Flood in Siang a Clarion call

Dear Editor,
The news article ‘Rainfall anomalies and flooding of the Siang’, reflects that flooding of river Siang is a ticking time-bomb, for the people of the area; it may go-off any time. India shares trans boundary rivers with many countries. the Trans-border rivers of China and India basically form two main groups i.e. The Brahmaputra river system on the Eastern side, which consists of river Siang (mainstream of river Brahmaputra) and its tributaries, namely Subansiri and Lohit and the Indus river system on the Western side.
Both countries have signed various agreements and memorandums. However, the efforts have not been very satisfactory due to Suboptimal Cooperation due to differences in approach between both the countries. India favours bilateral approach whereas china prefers multilateral approach. Moreover, the borders disputes between the two like Doklam dispute last year inhibits the process.

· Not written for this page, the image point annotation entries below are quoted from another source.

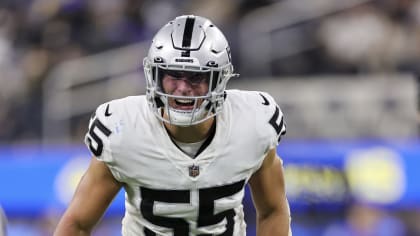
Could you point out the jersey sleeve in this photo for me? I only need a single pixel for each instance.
(272, 125)
(98, 137)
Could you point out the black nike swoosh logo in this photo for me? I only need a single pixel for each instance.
(266, 102)
(107, 111)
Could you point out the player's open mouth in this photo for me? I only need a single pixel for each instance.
(184, 104)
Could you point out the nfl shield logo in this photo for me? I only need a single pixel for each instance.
(194, 170)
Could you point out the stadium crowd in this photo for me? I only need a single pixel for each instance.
(36, 35)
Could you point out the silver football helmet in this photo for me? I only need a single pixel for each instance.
(189, 45)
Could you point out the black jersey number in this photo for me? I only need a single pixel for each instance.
(97, 151)
(206, 216)
(273, 122)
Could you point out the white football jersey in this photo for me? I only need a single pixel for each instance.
(167, 191)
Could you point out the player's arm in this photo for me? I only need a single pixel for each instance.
(268, 193)
(95, 192)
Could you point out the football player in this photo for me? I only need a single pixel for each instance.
(185, 151)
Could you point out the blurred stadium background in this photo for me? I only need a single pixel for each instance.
(344, 72)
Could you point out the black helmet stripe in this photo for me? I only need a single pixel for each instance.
(189, 26)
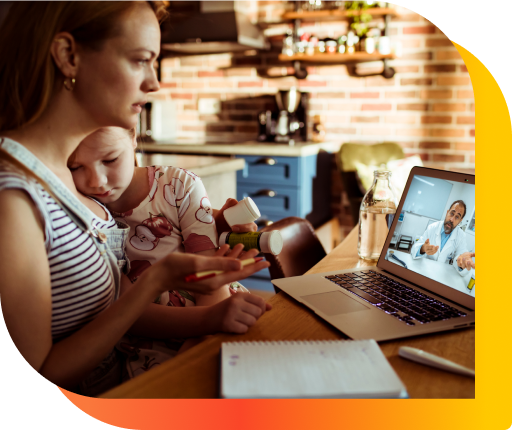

The current situation is a clarion call for India, that it should make more investment in diplomatic negotiation and improving diplomatic communication between ‘the elephant, and ‘the dragon’. Effective data sharing and exchange mechanisms and timely follow-up of the MoUs that exists must be taken up in an urgent manner. Further, India in consultation with the international community and other stakeholders should try to builda ‘Himalayan Charter’ to deal with the issues of Himalayan region
‘There is a need for interdisciplinary co-operation at all government and local levels for a co-ordination of sectoral policies. Also, for flood prevention, protection and mitigation, a good combination of structural measures, preventive measures and operative measures during flood events are necessary’(UN). In this regards the state of Arunachal Pradesh may take following efforts
1. Proper awareness programmes should be held to equip the people with techniques, and plans of evacuation to minimise the loses in case of any disaster.
2. Knowing about the danger, including all important parameters, such as the type of flooding (static, dynamic) as probability, intensity (flooding depth, flow velocity) and extent of the impact is a prerequisite. This knowledge must be imparted convincingly on all actors.
3. Forming a voluntary emergency response team, say “Local Flood Fighters” from the local community/people (within each Gram panchayat), basically one who is well versed with the rivers and are good swimmers to help the authorities during any time of emergency; thereby reducing the intensity of the disaster if it happens.
4. In the long run, state govt should come up with a strategy for flood management in consultation with the central government
5. Undertake Flood risk zoning, with the help of ISRO and it’s remote sensing satellite to delineate various risk zone by assigning the different scale of danger.
The situation is grave, the reduction of flood risks or any disaster must be based on the principles of solidarity and precaution. On the governments part, they should come up with an action plan and clear strategy to avoid any crisis. The survey of the river basins with Remote sensing satellite should be done on a regular basis instead of doing it as a knee-jerk reaction. Also, the data about the transboundary river water needs to be ‘de-securitised’, so that independent researchers may have adequate references in hand to conduct a fruitful research.